Luc Besson is back in US theaters with “Dogman,” and he’s already hard at work on his upcoming adaptation of “Dracula” with Caleb Landry Jones. “I started shooting it already,” Besson said in an upcoming interview with The Discourse Podcast. “It comes from the from the Bram Stoker tale, but the vision for me is a love story between him and his princess – like in the book. And so you will see soon.” “Dracula” will be Besson’s 22nd film overall, but the way the director tells it, he was originally going to retire after ten films, and he claims he gave Quentin Tarantino the same idea.
“What’s funny is that I said that to Tarantino a long time ago,” Besson said. “So, he copied me. No, I was honest when I said that. I said that after like six or seven movies. And it was a way for me to concentrate and say, ‘If I have only ten bullets, I have to be careful with the last three.’” Besson’s reasoning was simple: he was getting too many proposals from Hollywood studios, and he didn’t want to succumb to making sequels or movies he didn’t like his entire career. “Because at this time, Hollywood, there was lots of sirens, coming to me saying, ‘here’s the script,’ and the projects that they proposed to me were not bad, but it was sequels – it was the Hollywood machine. And they propose with a lot of money.”

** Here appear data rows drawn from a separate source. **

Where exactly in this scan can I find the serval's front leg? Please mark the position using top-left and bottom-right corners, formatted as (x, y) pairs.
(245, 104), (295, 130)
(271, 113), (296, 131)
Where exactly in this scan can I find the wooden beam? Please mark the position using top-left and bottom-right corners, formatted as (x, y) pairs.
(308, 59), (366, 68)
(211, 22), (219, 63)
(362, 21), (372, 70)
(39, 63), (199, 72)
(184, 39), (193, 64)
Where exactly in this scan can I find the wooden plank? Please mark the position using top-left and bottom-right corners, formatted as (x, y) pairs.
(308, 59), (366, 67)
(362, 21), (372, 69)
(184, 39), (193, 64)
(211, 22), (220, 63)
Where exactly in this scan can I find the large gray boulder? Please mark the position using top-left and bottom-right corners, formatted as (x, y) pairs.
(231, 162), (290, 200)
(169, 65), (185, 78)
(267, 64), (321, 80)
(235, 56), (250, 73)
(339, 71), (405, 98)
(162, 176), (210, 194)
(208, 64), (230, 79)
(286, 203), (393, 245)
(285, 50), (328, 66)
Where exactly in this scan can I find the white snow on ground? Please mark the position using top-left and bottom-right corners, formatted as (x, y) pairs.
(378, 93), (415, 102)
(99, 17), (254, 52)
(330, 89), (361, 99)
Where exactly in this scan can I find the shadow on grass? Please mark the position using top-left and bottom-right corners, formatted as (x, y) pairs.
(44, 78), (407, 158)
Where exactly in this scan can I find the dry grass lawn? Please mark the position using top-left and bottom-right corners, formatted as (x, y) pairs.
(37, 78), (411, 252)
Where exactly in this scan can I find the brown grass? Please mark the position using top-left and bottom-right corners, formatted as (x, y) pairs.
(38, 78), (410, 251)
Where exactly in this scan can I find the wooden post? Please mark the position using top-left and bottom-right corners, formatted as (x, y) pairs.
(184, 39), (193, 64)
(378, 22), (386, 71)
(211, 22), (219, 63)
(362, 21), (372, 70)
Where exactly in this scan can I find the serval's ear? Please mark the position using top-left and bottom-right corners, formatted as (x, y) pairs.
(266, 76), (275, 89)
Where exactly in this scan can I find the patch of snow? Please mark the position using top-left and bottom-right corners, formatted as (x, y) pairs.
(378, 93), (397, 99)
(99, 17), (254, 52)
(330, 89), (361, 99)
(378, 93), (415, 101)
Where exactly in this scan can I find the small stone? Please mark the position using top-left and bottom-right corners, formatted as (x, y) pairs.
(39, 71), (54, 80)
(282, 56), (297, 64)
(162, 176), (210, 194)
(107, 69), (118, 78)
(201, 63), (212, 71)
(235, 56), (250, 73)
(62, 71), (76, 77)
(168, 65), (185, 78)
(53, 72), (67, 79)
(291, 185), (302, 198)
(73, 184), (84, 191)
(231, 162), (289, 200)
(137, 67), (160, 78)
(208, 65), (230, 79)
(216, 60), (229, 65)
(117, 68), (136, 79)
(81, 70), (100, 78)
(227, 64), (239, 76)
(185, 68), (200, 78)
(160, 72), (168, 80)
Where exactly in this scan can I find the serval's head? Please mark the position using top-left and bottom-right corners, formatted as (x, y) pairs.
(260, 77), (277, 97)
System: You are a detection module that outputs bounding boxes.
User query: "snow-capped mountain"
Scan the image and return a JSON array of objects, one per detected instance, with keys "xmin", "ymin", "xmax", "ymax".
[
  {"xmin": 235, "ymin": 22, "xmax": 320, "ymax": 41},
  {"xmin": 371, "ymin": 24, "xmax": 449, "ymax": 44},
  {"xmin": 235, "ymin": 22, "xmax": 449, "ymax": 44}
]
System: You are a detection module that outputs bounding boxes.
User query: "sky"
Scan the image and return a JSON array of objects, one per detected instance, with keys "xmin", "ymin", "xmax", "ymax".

Besson created the idea of retiring after ten films in an effort to stay true to himself. “I want to stay myself, how to stay pure,” he continued. “So I need to find a way to resist the sirens of these mermaids. And the way I found to do that was to say, ‘I’m going to do ten, so if I have two more films, I can’t do that. I have to do something more like the one I want.’” Of course, Besson didn’t stop at ten films; his tenth, 2005’s romantic fantasy “Angel-A,” was his first film in six years at that point, but he’s worked steadily in and out of Hollywood since then. And Besson also didn’t stop at ten films because he kept writing scripts. “When I finally did the tenth, I stopped for a while, but I was still writing like four or five scripts per year,” he noted.
But Besson, now 65, may reconsider his retirement plans in the next few years, allowing himself a few more movies before he gets out of the director’s chair for good. “So, maybe I should do one or two more because I still have a lot [to say],” Besson speculated. “Well, now I can tell you, I’m going to do three [films] and then I stop. Oh, so we’re done after three here. So, after “Dracula,” there’s two more, and I don’t bother you after that.”
With “Dracula” in production now, expect it to premiere at a festival sometime in 2025. Maybe on the Lido at the Venice Film Festival like “Dogman” last year? And as for Besson’s (and Tarantino’s) retirement plans, don’t be surprised if they pull a Steven Soderbergh and are back in action just a few years after they call it quits.